The Biden administration should aspire to lead the world’s democracies in their competition with a rising authoritarian bloc, while upholding the multilateral institutions and structures most essential to peace. To this end, it should immediately abandon the Trump administration’s connivance with Turkish President Recep Tayyip Erdogan and replace its bellicose strategy towards Iran with an effort to reach a revised, durable nuclear agreement. Fortunately, Biden appears set to do both.

At the same time, the Biden administration will need to treat America’s alliances more as collective enterprises, which the US ideally leads without dominating. From the allies’ side, this shift has already begun, with European leaders, especially French President Emmanuel Macron, increasingly recognising the need to take Europe’s security into their own hands. The US should work with an empowered European Union to contain Russia’s revisionism on NATO’s borders and end its hybrid war on Western democracies.

Similarly, to manage its ongoing strategic confrontation with China, the US will need to work with its Asian allies, such as a rearmed Japan and South Korea. With China having all but abandoned its ‘peaceful rise’ strategy, avoiding violent conflict will be a delicate balancing act.

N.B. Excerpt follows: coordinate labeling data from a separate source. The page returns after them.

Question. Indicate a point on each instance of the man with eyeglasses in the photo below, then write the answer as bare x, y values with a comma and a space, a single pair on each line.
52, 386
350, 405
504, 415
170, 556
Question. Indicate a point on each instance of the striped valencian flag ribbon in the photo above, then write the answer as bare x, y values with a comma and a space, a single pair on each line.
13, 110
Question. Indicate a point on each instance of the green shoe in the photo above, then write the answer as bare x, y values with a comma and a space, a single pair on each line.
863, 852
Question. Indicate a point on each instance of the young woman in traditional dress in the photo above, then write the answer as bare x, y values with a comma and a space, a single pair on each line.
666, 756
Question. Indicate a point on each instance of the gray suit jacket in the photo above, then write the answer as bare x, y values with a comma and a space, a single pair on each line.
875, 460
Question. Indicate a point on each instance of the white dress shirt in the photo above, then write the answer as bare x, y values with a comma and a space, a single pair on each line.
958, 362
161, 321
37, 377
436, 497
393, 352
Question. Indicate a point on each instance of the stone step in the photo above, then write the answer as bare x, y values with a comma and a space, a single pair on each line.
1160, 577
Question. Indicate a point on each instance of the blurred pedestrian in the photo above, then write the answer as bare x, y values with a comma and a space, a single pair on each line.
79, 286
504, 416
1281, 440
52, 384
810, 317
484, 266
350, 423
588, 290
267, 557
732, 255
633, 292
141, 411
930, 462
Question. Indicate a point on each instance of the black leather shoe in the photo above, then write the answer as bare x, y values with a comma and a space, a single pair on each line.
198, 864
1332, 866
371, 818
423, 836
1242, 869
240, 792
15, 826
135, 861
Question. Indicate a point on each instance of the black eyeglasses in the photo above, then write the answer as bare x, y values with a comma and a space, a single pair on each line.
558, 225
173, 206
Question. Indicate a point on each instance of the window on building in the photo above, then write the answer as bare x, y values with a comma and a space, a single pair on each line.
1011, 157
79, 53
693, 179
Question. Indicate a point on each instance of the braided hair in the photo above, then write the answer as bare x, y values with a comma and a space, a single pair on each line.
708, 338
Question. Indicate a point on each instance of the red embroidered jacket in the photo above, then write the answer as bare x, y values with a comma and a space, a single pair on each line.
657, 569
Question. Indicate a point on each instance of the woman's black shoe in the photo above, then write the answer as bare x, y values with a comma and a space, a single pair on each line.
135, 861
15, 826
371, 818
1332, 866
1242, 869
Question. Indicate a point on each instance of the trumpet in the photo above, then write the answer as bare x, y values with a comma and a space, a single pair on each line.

More broadly, the US will need to galvanise the world’s liberal democracies to forge a bloc capable of standing up to the world’s authoritarians. This should include efforts to counter the forces of disintegration within the EU and, potentially, to transform NATO into a broader security alliance of democracies.

Crucially, the two blocs would also need to cooperate effectively in key areas of shared interest, such as trade, non-proliferation, climate change and global health. This will require diplomatic skills that Trump could scarcely imagine, much less muster.